Shiv Sena Women

Violence and Communalism in a Bombay Slum

Edited by
October 2007 9781850658597 236pp
October 2007 9781850658702 236pp

Description

This fascinating book, based on Atreyee Sen’s immersion in the low-income, working-class slums of Bombay, tells the story of the women and children of the Shiv Sena, the radical Hindu nationalist party of Western India. The women’s front of the Sena, known as the ‘Mahila Aghadi’, has been instrumental in creating and sustaining  communal violence, and the infamous Hindu-Muslim riots in Bombay (1992–93) brought them into the limelight.    Sen charts the Aghadi’s transformation from a submissive support group within a manifestly male movement into a militant and partially autonomous women’s task force.
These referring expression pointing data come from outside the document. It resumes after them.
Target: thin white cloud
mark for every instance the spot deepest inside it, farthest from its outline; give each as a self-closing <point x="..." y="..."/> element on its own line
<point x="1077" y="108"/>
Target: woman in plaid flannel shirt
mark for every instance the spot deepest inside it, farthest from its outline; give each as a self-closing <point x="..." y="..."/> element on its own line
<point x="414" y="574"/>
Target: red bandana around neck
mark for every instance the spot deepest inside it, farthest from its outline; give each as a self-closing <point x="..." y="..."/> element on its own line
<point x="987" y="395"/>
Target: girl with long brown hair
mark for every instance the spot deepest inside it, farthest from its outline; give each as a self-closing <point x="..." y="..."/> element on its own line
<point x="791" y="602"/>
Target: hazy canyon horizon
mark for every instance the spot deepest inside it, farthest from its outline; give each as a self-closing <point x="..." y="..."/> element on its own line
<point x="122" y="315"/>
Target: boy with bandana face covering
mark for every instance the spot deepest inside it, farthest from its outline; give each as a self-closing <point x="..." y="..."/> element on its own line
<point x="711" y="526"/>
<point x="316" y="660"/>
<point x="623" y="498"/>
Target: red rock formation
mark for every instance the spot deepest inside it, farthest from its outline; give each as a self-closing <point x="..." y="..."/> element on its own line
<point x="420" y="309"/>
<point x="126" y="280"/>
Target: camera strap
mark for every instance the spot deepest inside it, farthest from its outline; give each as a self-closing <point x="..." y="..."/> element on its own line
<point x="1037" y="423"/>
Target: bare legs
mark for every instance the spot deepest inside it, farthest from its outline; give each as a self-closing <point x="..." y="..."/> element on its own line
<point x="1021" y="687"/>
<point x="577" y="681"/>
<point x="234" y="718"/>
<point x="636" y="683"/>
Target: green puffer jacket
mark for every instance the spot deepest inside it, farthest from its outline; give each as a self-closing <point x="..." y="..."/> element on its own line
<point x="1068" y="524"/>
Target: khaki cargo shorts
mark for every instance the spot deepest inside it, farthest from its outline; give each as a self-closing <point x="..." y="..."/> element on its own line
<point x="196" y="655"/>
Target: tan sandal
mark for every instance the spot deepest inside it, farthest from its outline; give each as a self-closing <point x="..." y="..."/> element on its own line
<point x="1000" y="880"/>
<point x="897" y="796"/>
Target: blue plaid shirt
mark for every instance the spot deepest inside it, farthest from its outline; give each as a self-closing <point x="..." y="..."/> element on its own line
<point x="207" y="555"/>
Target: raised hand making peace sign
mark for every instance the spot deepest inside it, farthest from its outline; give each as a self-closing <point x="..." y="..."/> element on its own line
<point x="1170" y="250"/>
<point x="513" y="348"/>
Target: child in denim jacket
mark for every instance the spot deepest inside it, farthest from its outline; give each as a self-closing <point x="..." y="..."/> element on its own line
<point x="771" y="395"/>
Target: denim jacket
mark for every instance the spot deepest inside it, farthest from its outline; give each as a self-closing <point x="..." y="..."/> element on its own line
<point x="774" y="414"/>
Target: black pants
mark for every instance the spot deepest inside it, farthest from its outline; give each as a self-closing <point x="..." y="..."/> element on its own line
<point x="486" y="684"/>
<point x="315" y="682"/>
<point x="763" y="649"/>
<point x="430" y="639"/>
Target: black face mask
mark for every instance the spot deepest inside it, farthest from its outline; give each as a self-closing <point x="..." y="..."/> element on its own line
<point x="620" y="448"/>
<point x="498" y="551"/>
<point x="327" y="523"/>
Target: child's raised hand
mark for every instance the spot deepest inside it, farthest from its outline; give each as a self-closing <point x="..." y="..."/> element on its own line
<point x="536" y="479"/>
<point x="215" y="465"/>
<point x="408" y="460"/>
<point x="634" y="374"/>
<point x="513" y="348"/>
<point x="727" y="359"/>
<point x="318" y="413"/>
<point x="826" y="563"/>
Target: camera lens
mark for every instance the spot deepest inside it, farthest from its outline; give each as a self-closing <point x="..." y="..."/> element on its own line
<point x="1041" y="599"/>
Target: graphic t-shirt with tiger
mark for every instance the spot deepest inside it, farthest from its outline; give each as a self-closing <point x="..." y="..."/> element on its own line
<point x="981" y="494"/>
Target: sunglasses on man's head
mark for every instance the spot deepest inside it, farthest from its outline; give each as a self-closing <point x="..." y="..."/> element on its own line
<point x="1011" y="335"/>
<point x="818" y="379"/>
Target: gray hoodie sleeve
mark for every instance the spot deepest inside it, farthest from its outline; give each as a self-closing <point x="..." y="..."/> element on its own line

She also reveals how poor women and children use violence and ‘gang-ism’ to develop a unique social identity in the volatile social environment of the slums and how the Aghadi’s popularity was pegged to an unofficial and brutal law-enforcing system which offers speedy retributive justice to women who were victimised by male slum-dwellers. Sen also develops an understanding of the Aghadi’s own rationale for creating what they perceived to be a militaristic society, and of why these women organise themselves along paramilitary lines. In participating in an essentially masculine performative arena such as communal rioting and attendant ‘nationalistic’ activities, these working-class ‘warrior’ women remain loyal to a fundamentalist cause even as they covertly wrest social spaces and economic leverage for themselves.    Atreyee Sen’s book turns feminist scholarship on its head by documenting a situation where women have become the primary retainers and perpetrators of a violent nationalistic discourse, acquiring social and  economic status either by default or as reward.

Reviews

Shiv Sena Women is a riveting account of the Shiv Sena’s `Mahila Aghadi’ or women’s front and their children in Bombay. Sen addresses urgent contemporary issues that are relevant not only to India, but to all those interested in the growing social support for fundamentalist movements.’ —Professor Kumkum Sangari, University of Wisconsin-Milwaukee

Editor(s)

Atreyee Sen is a Lecturer in  Anthropology at the University of Sussex.